In the not-too-distant past it was standard to use Roman names for all Greek mythological figures: this is why, say, Alexander Pope's Iliad features Jove, Minerva, and Ulysses rather than Zeus, Athena, and Odysseus. That practice has been gradually diluted over time, but it's a half-life kind of thing: most names are more-or-less Greek now, but some Roman forms have persisted to the present. A chapter of Kenneth Graham's The Wind in the Willows (1908) is entitled "The return of Ulysses" (not Odysseus); Agatha Christie's detective Hercule Poirot performed a set of Twelve Labours of Hercules in a book of that title (1947) (not Herakles; of course that would miss the wordplay, anyway). Even in your post, you refer to "Hephaestus", writing the Greek name with Latin spelling, instead of "Hephaistos"; and there are other figures who still regularly go by Latin names in ways that go beyond typographic conventions: "Achilles" is still more common than "Achilleus", and I've never heard anyone referring to the god "Apollon" in English.

In some cases, the Latin names get periodically re-solidified in the popular imagination by high profile media depictions. A decade ago, the Spartan king who died at Thermopylai was known as "Lee-ON-ee-das" in my part of the world (and also in the part of the world that the actor who portrayed him comes from), but I've heard "Lee-on-EYE-das" becoming gradually more common lately. (There's nothing very Greek or Latin about either pronunciation, by the way: it's simply that popular culture is changing the names, for whatever reason.) In Herakles' case, the Disney film has had a similar effect, cementing him as "Hercules" for people who were born in the 1980s and 1990s. (I may be misremembering, but I have a vague recollection that Disney was even planning on releasing the film in Greece under the same title until popular backlash changed their minds -- I may have muddled that in my head with some other backlash, though.)

Now, aside from these quirks of arbitrary tradition reinforced by popular culture, there are some circumstances where it's genuinely important to draw a distinction between Herakles and Hercules. Of course Herakles was an important figure in Greek myth; but Hercules was fairly important in specifically Roman myths too. This is because some figures of Greek myth were incorporated into the Etrusco-Latin imagination from a very early date, thanks to Greeks settling and trading in Italy from the 8th century BCE onwards. Figures like Hercle/Hercules, Uthuste/Ulixes (Odysseus), the Dioscuri (Dioskouroi), and Aineias came to have important roles in the native Italian mythologies, and were later recombined with their Greek counterparts. I notice that Wikipedia has separate entries for "Heracles" and "Hercules" (though, bizarrely, the "Hercules" article still focuses on Greek stories about him and ignores the Roman ones edit: just mentions the Cacus story in passing).

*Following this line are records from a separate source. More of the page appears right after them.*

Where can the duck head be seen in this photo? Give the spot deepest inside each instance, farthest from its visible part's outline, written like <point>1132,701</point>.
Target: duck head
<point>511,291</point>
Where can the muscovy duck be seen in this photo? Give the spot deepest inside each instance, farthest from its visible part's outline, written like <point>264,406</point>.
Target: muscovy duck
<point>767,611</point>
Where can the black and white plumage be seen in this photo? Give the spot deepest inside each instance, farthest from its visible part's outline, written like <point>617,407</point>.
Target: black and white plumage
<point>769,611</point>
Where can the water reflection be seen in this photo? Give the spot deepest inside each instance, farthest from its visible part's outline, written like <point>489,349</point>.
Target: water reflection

In Hercules' case, the two most important Roman stories would be the story of Hercules and Cacus (a villain that Hercules, on his way home from killing Geryon in the far west, encountered in Italy and killed); and the story of Acca Larentia, a prostitute who was given to Hercules (the god, i.e. after his death and deification), and who was later reimagined as the mother of Romulus and Remus.

on1879

I'm not sure you fully understand the difference between the Roman and Greek Pantheon.

Think of it more as an adaption and an assimilation rather than just just renaming. The Roman's respected the Greek's and traced their roots to common ancestors and drew analogies between their religion and the Greeks but this all fitted inside the Roman religion. Much in the same way that a modern Christian has reinterpreted god from the Jewish faith, one could not say that the god of Chritianity is just the renamed Jewish god. For example you don't find the Lares or Penates in Greek mythology.

It is very bad practice to substitute Zeus for Jupiter, the only place it is appropriate is in a situation where one cannot tell the difference. For example a statue from the Roman period found in a villa on the Greek mainland.

I would hazard that Hercules became the more commonly used name because throughout the medieval and renaissance period Hercules was still a popular figure and as the bible was in Latin people were reading the Latin myths rather than the Greek ones. This meant most medieval allegorical and mythological texts were written in Latin.